The most amazing thing about the suddenness of the negotiated agreement is that it was all finalized in less than 48 hours and sealed - after a year of contentious negotiations - with a mere handshake!
If you remember, the negotiations began with a contract the Hawaii State Teachers Association ratified and signed a deal with the state that contained a provision to initiate random drug testing for the teachers, following some high-profile arrests of teachers who got caught with drugs. HSTA decided afterward that it would not honor the provision for the drug testing because it was unconstitutional and unfair to teachers. The whole issue ended up in court, has never been cleared and still needs clarification. In fact, it was the beginning of a question of trust between the negotiators for the state and HSTA.
The problem from the beginning was there were too many parties at the table. There were the state negotiators, BOE, DOE, the teachers’union (HSTA) and at least three major unions as well as a group of ambitions elected officials involved in the negotiations, all fueled by the state’s huge $1.2 billion budget shortfall. HSTA eventually voted to accept furloughs instead of layoffs and pay cuts. A lot of the negotiations were done in public in an attempt to put pressure on the administration.
It didn’t work, and the hate and distrust deepened. Remember the old saying, “trust begets trust, hate begets hate.” It will be interesting to watch how long this “handshake” agreement lasts.

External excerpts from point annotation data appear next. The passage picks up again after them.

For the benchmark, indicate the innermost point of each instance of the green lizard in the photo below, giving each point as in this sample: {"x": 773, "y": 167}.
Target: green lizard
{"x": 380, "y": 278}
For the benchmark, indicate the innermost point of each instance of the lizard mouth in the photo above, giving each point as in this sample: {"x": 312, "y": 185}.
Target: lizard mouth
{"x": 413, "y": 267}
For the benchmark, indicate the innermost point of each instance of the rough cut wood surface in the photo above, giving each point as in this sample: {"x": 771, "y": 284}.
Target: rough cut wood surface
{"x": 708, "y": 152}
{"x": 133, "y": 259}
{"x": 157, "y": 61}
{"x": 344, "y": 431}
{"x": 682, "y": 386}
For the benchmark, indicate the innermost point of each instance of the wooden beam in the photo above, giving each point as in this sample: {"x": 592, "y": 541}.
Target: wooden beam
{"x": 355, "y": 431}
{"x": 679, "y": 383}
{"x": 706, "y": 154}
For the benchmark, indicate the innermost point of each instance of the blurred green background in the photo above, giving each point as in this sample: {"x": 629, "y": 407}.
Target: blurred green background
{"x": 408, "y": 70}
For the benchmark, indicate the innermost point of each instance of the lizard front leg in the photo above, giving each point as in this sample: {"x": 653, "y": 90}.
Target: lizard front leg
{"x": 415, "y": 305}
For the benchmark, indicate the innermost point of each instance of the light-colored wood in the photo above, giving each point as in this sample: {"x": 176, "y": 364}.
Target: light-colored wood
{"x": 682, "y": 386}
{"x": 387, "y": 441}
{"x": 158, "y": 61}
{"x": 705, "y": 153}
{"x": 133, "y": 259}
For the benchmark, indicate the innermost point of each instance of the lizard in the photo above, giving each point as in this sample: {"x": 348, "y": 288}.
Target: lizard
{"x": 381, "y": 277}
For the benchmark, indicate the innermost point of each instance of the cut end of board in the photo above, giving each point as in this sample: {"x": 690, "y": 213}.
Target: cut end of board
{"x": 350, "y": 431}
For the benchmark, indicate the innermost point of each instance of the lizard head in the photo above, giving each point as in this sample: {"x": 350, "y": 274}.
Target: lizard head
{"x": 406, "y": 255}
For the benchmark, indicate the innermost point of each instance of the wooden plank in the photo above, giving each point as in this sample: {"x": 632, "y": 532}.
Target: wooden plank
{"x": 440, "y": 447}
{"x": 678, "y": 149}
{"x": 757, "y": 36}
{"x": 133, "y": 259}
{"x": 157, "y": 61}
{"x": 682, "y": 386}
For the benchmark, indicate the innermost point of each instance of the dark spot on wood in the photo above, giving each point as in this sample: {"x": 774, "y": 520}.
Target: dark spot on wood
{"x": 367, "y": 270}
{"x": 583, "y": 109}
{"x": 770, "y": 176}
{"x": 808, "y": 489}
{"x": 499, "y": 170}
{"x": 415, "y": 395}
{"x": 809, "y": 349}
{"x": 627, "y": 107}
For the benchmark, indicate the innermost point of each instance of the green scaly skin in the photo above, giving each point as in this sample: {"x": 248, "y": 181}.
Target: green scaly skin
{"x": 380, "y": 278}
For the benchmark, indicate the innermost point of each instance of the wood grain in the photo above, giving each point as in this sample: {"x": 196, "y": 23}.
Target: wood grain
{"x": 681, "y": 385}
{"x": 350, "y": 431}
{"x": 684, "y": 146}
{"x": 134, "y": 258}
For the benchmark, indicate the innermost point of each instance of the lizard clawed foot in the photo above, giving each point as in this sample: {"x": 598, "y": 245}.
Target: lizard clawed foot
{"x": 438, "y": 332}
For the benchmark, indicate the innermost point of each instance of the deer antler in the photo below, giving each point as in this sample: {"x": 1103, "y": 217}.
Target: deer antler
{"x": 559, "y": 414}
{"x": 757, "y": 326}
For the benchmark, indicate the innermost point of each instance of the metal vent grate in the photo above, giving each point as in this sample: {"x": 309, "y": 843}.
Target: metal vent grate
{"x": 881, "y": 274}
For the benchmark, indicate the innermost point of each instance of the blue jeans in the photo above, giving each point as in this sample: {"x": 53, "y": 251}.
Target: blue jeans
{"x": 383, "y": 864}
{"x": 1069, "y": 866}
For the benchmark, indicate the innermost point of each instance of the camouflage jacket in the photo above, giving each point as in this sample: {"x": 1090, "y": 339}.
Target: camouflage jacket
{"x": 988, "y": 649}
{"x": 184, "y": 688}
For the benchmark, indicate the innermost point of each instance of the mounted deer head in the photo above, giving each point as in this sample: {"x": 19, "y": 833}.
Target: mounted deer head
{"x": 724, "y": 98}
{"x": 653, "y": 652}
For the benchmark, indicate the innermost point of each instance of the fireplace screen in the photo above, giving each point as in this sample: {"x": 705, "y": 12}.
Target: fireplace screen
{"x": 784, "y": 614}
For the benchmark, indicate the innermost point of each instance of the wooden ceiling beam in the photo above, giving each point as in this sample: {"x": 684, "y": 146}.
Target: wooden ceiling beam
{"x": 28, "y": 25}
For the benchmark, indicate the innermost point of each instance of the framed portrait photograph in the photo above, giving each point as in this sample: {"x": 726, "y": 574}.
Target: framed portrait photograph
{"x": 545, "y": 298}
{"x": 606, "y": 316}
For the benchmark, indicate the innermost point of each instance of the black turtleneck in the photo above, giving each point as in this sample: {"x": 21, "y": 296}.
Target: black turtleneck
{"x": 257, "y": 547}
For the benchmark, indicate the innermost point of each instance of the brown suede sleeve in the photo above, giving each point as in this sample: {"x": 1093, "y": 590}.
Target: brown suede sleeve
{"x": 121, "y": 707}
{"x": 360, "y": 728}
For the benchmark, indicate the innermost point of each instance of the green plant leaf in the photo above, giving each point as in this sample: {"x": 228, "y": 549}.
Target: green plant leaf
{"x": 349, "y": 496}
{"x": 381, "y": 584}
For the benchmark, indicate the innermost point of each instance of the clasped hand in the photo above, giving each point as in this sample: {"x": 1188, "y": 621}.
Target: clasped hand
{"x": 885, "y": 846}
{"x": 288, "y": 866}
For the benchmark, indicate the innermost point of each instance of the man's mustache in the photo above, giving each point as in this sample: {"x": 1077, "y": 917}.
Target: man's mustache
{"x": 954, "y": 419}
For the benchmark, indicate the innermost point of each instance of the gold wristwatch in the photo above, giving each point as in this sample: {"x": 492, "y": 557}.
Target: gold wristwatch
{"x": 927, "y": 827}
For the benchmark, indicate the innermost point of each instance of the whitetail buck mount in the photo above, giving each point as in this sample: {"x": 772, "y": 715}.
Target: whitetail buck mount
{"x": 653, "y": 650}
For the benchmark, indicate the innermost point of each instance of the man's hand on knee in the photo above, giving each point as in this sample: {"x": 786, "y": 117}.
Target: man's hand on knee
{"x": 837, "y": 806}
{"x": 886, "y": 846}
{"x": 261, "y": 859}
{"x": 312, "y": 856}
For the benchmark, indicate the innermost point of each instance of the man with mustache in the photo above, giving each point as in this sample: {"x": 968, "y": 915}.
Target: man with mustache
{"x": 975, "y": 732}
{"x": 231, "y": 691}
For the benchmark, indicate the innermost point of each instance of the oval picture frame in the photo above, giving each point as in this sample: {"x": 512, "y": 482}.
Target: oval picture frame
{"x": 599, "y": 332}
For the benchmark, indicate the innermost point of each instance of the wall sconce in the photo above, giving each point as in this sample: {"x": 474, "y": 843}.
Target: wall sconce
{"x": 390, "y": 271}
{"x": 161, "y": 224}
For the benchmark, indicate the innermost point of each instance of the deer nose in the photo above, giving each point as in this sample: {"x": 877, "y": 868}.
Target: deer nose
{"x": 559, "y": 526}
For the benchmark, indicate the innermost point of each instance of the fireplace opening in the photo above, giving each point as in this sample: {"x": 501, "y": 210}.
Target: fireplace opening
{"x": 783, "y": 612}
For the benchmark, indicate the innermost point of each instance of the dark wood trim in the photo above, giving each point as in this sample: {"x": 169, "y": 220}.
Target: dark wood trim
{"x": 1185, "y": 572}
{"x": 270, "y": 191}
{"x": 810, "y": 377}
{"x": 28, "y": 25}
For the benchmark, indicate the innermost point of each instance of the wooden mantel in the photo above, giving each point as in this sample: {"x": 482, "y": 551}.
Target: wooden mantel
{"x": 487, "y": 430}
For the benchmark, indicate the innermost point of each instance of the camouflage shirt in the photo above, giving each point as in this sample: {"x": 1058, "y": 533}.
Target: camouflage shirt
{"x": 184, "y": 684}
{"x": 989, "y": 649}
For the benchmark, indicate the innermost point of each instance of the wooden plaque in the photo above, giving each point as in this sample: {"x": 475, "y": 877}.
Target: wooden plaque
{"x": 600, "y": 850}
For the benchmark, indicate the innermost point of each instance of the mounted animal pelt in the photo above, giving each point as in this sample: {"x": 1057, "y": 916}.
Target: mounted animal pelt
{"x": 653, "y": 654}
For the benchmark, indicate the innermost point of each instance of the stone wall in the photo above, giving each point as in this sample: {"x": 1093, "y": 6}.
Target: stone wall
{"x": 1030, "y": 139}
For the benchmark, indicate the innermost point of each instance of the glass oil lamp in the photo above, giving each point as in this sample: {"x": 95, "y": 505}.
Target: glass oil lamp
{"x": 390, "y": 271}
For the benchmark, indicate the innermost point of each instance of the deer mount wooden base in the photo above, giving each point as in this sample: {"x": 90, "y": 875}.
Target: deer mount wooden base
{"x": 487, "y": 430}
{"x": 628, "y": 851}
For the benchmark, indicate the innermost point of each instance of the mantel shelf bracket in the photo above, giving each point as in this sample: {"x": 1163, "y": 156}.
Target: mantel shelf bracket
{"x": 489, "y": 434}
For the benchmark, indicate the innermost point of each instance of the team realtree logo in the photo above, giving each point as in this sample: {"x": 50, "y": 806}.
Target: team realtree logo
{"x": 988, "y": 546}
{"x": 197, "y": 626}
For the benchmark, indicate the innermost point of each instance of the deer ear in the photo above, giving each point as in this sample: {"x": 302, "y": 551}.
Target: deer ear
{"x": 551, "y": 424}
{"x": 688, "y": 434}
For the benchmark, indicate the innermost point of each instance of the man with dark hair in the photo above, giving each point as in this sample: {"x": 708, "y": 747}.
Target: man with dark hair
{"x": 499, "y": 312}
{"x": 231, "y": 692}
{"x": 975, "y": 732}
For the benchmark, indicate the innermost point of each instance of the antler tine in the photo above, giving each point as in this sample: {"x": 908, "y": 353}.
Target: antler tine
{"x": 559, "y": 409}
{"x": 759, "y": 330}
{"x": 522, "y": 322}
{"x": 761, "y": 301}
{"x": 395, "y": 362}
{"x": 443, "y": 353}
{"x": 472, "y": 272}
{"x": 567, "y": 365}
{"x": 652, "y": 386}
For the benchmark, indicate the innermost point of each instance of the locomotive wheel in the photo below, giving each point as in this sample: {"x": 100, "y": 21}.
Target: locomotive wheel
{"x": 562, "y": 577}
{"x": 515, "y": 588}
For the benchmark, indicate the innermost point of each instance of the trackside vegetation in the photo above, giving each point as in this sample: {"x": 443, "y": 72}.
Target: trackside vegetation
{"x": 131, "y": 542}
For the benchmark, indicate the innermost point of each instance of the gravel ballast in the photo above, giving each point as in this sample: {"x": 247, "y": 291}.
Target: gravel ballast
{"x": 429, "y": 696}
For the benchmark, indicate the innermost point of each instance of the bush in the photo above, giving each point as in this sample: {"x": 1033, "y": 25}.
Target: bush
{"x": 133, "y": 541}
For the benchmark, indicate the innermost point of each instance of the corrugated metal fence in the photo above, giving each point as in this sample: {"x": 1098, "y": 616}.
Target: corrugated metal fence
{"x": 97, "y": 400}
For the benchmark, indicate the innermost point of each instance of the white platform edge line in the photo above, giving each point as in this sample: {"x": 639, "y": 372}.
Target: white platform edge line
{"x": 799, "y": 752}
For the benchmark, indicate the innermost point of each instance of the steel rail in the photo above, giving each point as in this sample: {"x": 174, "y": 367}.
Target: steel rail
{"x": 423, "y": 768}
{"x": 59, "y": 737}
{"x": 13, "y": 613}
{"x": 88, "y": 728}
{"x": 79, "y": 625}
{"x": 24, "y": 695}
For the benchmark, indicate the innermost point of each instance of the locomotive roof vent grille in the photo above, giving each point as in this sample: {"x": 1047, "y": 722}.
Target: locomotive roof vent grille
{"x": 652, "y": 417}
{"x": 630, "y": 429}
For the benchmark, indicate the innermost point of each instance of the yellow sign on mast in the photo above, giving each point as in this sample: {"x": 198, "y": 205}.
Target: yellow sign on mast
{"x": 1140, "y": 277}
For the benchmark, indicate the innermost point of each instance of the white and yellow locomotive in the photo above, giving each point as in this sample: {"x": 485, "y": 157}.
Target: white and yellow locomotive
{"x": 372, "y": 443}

It was a unique negotiation because of the number of people involved and the unbalanced rhetoric. It was six against one from the beginning. Suddenly, the issue was not the budget deficit, it was the parents of elementary and middle-school children who became a force, staging media-driven “sit-ins” at the Capitol.
In stunning fashion, after listening to arguments for a year, an agreement was made possible in two days, thanks to a unique three-way public-private partnership among the state, teachers and the major banks in Hawaii. In the end, teachers, through a supplemental agreement signed by HSTA and the BOE, agreed to give up six paid teacher planning days.
In the meantime, the Hawaii Government Employees Association sent out a memo on its Web site that DOE employees would still have furlough days, but they would be reduced by 11 days - 10-month employees would have six days of furloughs and 12-month employees would have 13 days.
Generally speaking, this deal happened because of the obvious impasse at $10 million. With the bargaining zone between the parties clearly defined, the answer was: Find $10 million. Without hesitation, First Hawaiian Bank leadership stepped forward and financed the $10 million, two-year no-interest loan to bridge the gap between the
two warring factions, if needed.
It’s true that this deal was the idea of a member of the governor’s cabinet, Ted Lui.
But make no mistake, what forced the eventual showdown was the governor’s willingness to stick by her fiduciary duties in the face of overwhelming, unholy coalitions.